I basically agree with the argument here. I think that approaches to alignment that try to avoid instrumental convergence are generally unlikely to succeed for exactly the reason that this removes the usefulness of AGI.[1] I also agree with jacob_cannell that the terminology choice of "power seeking" is unfortunate and misleading in this regard.
I think this is (at least for me) also one of the core generators of why alignment is so hard: AGI is dangerous for exactly the same reason why it is useful; the danger comes from not one specific kind of failure or one specific module in the model or whatever, but rather the fact that the things we want and don't want fall out of the exact same kind of cognition.
[1]: I do think there exists some work here that might be able to weasel out of this by making use of the surprising effectiveness of less-general intelligence plus the fact that capabilities research mostly pushes this kind of work currently, but this kind of thing has to hinge on a lot of specific assumptions, and I wouldn't bet on it.
I basically agree with the argument here. I think that approaches to alignment that try to avoid instrumental convergence are generally unlikely to succeed for exactly the reason that this removes the usefulness of AGI.
Note that this doesn't need to be a philosophical point, it's a physical fact that appears self-evident if you look at it through the lens of Active Inference: Active Inference as a formalisation of instrumental convergence.
The problem is not that we don't know how to prevent power-seeking or instrumental convergence, because we want power-seeking and instrumental convergence.
Yes, this is still underappreciated in most alignment discourse, perhaps because power-seeking has unfortunate negative connotations. A better less loaded term might be Optionality-seeking. For example human friendships increase long term optionality (more social invites, social support, dating and business opportunities, etc), so a human trading some wealth for activities that increase and strengthen friendships can be instrumentally rational for optionality-maximizing empowerment, even though that doesn't fit the (incorrect) stereotype of 'power-seeking'.
The problem is that we don't know how to align this power-seeking, how to direct the power towards what we want, rather than having side-effects that we don't want.
Well if humans are also agents for which instrumental convergence applies, as you suggest here:
Imitation learning is useful due to Aumann's Agreement Theorem and because instrumental convergence also applies to human intelligence
Then that suggests that we can use instrumental convergence to help solve alignment, because optimizing for human empowerment becomes equivalent to optimizing for our unknown long term values.
There are some caveats of course: we may still need to incorporate some model of short term values like hedonic reward, and it's also important to identify the correct agency to empower which is probably not as simple as individual human brains. Humans are not purely selfish rational but instead are partially altruistic; handling that probably requires something like empowering humanity or generic agency more broadly, or empowering distributed software simulacra minds instead of brains.
I totally agree that the choice of "power seeking" is very unfortunate because of the same reasons you describe. I don't think optionality is quite it, though. I think "consequentialist" or "goal seeking" might be better (or we could just stick with "instrumental convergence"--it at least has neutral affect).
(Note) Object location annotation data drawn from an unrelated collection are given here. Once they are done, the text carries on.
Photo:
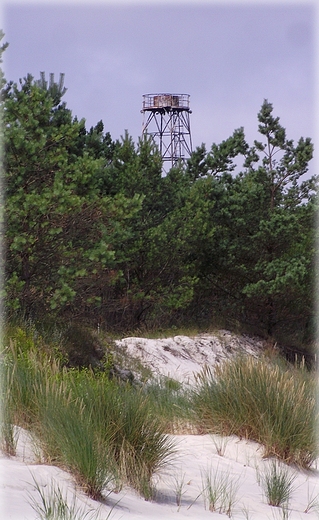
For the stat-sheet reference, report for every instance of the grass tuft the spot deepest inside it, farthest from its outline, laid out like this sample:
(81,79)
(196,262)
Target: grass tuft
(264,402)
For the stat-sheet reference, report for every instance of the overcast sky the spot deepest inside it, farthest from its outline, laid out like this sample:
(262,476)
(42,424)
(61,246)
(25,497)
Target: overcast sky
(228,56)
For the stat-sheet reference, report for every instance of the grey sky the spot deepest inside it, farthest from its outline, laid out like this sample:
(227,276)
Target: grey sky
(228,57)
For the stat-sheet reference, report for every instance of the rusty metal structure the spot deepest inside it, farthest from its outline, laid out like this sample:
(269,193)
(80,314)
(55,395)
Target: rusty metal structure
(166,117)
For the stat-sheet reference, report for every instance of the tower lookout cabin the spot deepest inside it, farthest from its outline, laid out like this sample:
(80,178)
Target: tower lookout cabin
(166,117)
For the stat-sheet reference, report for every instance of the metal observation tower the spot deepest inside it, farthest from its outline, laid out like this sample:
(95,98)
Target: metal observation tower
(166,117)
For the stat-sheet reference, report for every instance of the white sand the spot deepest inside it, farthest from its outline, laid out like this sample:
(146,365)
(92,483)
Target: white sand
(196,455)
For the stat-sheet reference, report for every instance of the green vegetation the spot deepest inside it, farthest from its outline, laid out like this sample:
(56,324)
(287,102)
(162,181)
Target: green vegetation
(102,431)
(268,402)
(220,491)
(96,234)
(96,238)
(277,482)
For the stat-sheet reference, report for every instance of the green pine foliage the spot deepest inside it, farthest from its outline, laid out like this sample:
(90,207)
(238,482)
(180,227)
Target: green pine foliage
(95,232)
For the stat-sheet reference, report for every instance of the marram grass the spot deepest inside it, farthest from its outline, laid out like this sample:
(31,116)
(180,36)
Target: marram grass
(262,401)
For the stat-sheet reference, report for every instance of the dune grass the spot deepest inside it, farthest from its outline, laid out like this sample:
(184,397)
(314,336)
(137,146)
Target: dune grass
(109,434)
(277,482)
(262,401)
(103,432)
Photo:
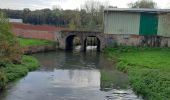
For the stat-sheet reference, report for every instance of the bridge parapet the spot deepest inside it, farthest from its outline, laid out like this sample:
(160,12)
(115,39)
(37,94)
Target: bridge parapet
(63,35)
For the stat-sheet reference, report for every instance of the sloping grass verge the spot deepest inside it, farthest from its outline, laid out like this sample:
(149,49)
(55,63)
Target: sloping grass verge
(148,69)
(11,72)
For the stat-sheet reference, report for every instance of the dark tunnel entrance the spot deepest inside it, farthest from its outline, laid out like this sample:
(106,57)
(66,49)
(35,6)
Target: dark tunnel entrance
(72,41)
(92,42)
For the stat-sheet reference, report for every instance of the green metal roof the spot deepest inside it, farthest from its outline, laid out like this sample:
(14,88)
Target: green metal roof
(137,10)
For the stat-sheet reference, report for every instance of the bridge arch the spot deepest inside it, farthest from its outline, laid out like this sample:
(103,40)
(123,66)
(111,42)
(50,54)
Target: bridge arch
(69,43)
(96,41)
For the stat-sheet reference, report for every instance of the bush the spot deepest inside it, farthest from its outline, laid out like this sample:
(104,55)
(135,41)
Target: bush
(12,71)
(10,50)
(148,69)
(3,80)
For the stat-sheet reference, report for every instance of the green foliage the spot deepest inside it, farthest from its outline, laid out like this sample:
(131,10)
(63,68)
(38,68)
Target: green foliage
(9,48)
(3,80)
(12,71)
(143,4)
(148,69)
(24,42)
(88,18)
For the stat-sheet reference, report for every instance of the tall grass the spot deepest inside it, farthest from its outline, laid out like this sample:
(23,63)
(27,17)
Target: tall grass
(148,69)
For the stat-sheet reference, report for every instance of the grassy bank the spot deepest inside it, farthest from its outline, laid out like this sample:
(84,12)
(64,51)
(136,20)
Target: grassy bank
(11,72)
(148,69)
(33,42)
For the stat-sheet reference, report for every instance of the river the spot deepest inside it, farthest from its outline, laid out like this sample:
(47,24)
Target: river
(71,76)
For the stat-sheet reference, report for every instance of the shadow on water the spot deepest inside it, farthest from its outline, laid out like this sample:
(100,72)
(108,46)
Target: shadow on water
(72,76)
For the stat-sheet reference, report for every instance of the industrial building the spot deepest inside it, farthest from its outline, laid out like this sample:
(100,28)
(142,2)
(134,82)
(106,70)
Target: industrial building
(137,26)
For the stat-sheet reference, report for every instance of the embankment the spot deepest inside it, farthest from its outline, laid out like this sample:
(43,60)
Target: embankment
(148,69)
As for underappreciatedness, I think this is possibly true, though anecdotally at least for me I already strongly believed this and in fact a large part of my generator of why I think alignment is difficult is based on this.
I think I disagree about leveraging this for alignment but I'll read your proposal in more detail before commenting on that further.
Power-seeking has unfortunate negative connotations. A better less loaded term might be Optionality-seeking.
I think some people use the term "power-seeking" to refer specifically to the negative connotations of the term (hacking into a data center, developing harmful bioweapons and deploying them to retain control, etc).
I think to maximize legibility to different kinds of people, it helps to include "instrumental convergence usually involves all things converging on the path of accumulating resources (including information) and self-preservation, and, by extension, anything that contributes to self-preservation and accumulating resources".
Instrumental Convergence might seem like common language, but it certainly is not, and it really should be. Evocative examples increase word count, but they're so helpful that cutting them out in order to lower word count is basically Goodharting. At minimum, it will help an unfamiliar reader quickly and conveniently explain it to others in many casual conversations.
Also, this post is very helpful, I have archived it in my open-source intelligence/research folder and I plan to cite it in the future. The way this post was written is actually the ideal way to explain AI safety to someone for the first time since it allows a wide variety of intelligent people to really dive into the problem in a way they understand. I recommend submitting it to the AI Safety Public Materials Contest which I recently confirmed will still read, evaluate, and implement good papers for explaining AI safety to people for the first time. Regardless of whether they have any money to award, they will still credit the author with a ranking that will build credibility.
Hmm. I see what you mean about how the post could be expanded into an intro to AI safety if I gave more examples and such. It's not exactly the target audience I had in mind while writing it, I was more thinking someone who already had the basic intro but who might not have a strong framework to think definitely about broader questions.
I'll look into making a beginner-friendly version of it, and ping you if I have anything. I'll likely be busy, though, so I would be open to you adding the examples etc. for beginners and then splitting the prize for the contest if you want.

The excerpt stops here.